Over $5,000 for a single item or group of similar items: Form 8283 Section B requires a written appraisal from a certified appraiser, plus the charity’s countersignature on the form before you file. This rarely applies to toys or baby clothing, but could come into play for a high-end stroller, a large American Girl collection, or a premium baby gear bundle.
A single nursery cleanout — stroller, high chair, crib, toys, clothing — can easily clear $500 in total FMV. Go in with that expectation and have Form 8283 ready. For more detail on the non-cash donation rules, see Noncash Charitable Contributions Limit.
Keep your records. The IRS generally has three years to audit a return. Store your donation receipts, itemized lists, and any photos of donated items for at least three years from the filing date. Digital records with timestamps are easier to preserve than paper, and they’re searchable when you need them.
Related donation value guides
This post is part of a content cluster covering major donation categories. For values in other categories:
- Goodwill Donation Value Guide — full hub — overview of FMV, IRS rules, and all major categories
- Clothing Donation Value Guide — adult and kids clothing, shoes, accessories
- Books & Media Donation Value Guide — books, DVDs, CDs, video games
A few final questions, answered
Can I donate an expired car seat for a tax deduction?
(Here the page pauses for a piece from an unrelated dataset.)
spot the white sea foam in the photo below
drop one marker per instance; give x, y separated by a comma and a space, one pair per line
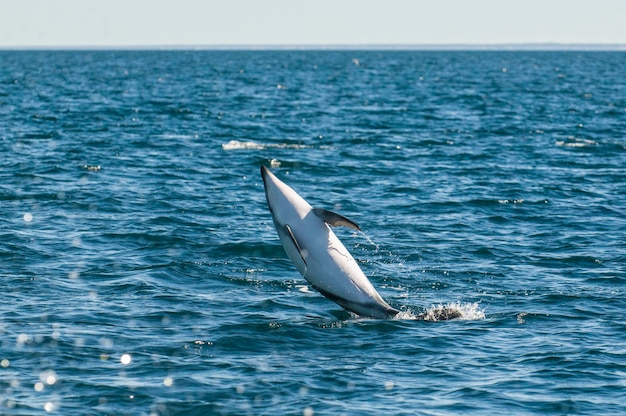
252, 145
470, 311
No. Most charities won’t accept expired car seats, and a charity must be able to use or sell the item for it to qualify for a deduction. Car seats typically expire 6–10 years from the manufacture date printed on the seat itself. If yours is past that date, the IRS would not allow a deduction because the item has no usable fair market value to a recipient. Dispose of expired car seats through manufacturer take-back programs or local recycling events.
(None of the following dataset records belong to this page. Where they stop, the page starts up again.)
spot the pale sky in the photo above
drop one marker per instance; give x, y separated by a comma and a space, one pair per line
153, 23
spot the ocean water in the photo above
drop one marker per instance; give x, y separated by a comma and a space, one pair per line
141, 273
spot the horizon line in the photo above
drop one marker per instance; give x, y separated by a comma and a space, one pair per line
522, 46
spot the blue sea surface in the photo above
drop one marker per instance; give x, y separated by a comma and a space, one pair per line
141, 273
Are used baby toys and stuffed animals tax deductible?
Yes, if they meet IRS condition requirements. Toys and stuffed animals must be in good used condition or better — clean, functional, with no missing pieces. Sanitize hard plastic toys and machine-wash plush items (if the label allows) before donating. The IRS does not allow deductions for items in poor condition unless a single item is valued over $500 and accompanied by a qualified appraisal. For most donated toys, use the fair market value ranges in the table above and keep your donation receipt.
Will Goodwill take recalled toys or drop-side cribs?
No. Goodwill and most other charities refuse items subject to safety recalls, and they are prohibited by law from reselling them. Drop-side cribs have been banned by the Consumer Product Safety Commission (CPSC) since 2011 and cannot be donated or resold. Before donating any toy or baby gear, search the CPSC recall database at recalls.gov to confirm the item is not on the list. If it is recalled, you cannot donate it, and it does not qualify for a tax deduction.
How do I check if a toy or baby product has been recalled?
Visit recalls.gov or go directly to the Consumer Product Safety Commission database at cpsc.gov. You can search by product name, brand, or category. For older items, check the label for a model number and use that in your search. It takes about two minutes and can save you from accidentally donating an unsafe item — and from claiming a deduction on something that has no legitimate resale value. Set this as a quick step in your donation prep routine before any drop-off.
How much can I deduct for donating a stroller or high chair?
The deduction is the fair market value of the item in its current condition — typically $25–$150 for a full-size stroller and $15–$75 for a high chair, based on thrift-store resale prices. A travel system (stroller plus car seat together) can range from $50–$250 if the car seat has not expired and the set is in good condition. Always verify the car seat expiration date before including it in a donated travel system. Keep your charity receipt and, if your total non-cash donations exceed $500, file IRS Form 8283 with your tax return.